Nine CEOs from major corporations met in DC last month to announce that innovation, data-sharing, and evidence-based health and wellness programs would produce more efficient, less costly healthcare system with better outcomes and healthier people. Good to know, guys.

This idea isn’t breaking news for corporate wellness professionals. What’s new as far as I know is the call for a nationwide coordinated effort. Consider:

Yes, indeed…what if?

Corner office conflict?

The council included CEOs from the big guys like Verizon, Bank of America, Walgreens and Coca Cola.

Now, there’s been a bit of a ruckus already since Coca Cola makes and profits from, well, Coke, and this council is about wellness.

And as I’ve pointed out repeatedly, both here and elsewhere, Walgreens, “at the corner of happy and healthy” STILL sells cigarettes and other tobacco products. (Which is why I’ll be getting my flu shot at CVS, who announced earlier this year that they’d stop selling tobacco products, and actually beat their own self-imposed deadline!).

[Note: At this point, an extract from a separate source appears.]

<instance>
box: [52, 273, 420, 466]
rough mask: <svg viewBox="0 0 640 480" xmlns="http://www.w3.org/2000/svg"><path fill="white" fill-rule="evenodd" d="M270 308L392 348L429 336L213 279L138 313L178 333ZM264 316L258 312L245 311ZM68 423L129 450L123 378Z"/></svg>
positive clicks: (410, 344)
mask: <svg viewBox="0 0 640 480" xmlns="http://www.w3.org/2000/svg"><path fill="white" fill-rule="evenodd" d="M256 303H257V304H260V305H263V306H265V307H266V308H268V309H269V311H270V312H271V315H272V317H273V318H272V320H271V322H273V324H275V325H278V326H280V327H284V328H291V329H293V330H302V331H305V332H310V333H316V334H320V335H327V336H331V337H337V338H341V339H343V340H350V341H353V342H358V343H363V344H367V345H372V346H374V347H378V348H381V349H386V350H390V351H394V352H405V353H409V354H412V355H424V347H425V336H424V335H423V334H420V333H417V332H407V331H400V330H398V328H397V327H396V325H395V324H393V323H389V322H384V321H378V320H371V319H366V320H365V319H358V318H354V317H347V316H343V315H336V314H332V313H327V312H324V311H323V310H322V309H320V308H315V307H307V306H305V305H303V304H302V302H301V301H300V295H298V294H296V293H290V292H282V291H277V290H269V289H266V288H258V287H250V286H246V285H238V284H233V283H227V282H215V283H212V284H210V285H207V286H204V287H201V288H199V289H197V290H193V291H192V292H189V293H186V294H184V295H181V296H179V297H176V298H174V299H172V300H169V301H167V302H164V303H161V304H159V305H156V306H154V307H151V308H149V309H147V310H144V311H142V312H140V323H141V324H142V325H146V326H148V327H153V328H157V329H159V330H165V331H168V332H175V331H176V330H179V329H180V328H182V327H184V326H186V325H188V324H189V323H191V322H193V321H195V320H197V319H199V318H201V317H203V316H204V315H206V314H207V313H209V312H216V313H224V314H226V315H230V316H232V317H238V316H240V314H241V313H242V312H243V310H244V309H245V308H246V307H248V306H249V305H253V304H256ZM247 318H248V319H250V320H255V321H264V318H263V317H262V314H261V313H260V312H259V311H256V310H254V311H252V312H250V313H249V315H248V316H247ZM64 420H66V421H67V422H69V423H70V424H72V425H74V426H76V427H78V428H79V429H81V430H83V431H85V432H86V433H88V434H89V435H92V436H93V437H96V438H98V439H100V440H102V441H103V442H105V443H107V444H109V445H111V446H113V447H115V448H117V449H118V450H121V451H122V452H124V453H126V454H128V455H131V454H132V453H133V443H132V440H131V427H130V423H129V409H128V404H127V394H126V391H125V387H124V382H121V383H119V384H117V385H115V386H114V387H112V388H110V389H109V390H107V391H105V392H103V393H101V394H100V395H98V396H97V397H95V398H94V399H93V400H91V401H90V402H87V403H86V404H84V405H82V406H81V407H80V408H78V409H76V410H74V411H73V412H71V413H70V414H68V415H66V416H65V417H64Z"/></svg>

But let’s move on from these interesting but peripheral considerations.

Do standards really help?

Standardized measurements and reporting, sharing innovative solutions — all good. We’ve done several healthcare analytics projects this year, for various employers, technology vendors and corporate wellness providers, and data standardization is a huge issue across the board. At least clinicians have been working for a long time on the issue. Data generated by workplace wellness initiatives is usually in the Dark Ages, full of data integrity issues and consistent problems.

Plus, innovative solutions and evidence-based programming can only take you so far. Effective employee health and wellness programs don’t always scale; and over-standardizing (cough cough — HL7, anyone?) by trying to implement identical solutions in every workplace can rob initiatives of their effectiveness. Not all health data systems are created equal, not all employers and workforces have the same needs, and not all members of a patient population respond equally well to the same clinical intervention.

It’s great that the CEOS got together. No doubt that their buy-in is, eventually, mandatory.

But a C-level conversation is worth much more when its informed by the experiences and insights of the health and wellness leaders and professionals who have been to the wars, who have “been there, done that.”

Without considering the lessons learned by employers, providers, carriers, brokers, TPAs and plan managers, care managers, wellness program managers, and others, we’re just starting the game over, with the pieces rearranged.

We’ve been crying for standards ever since we had data. The question is: whose standards, and informed by what experiences?  We need evidence-based standards that then inform individual employer decisions.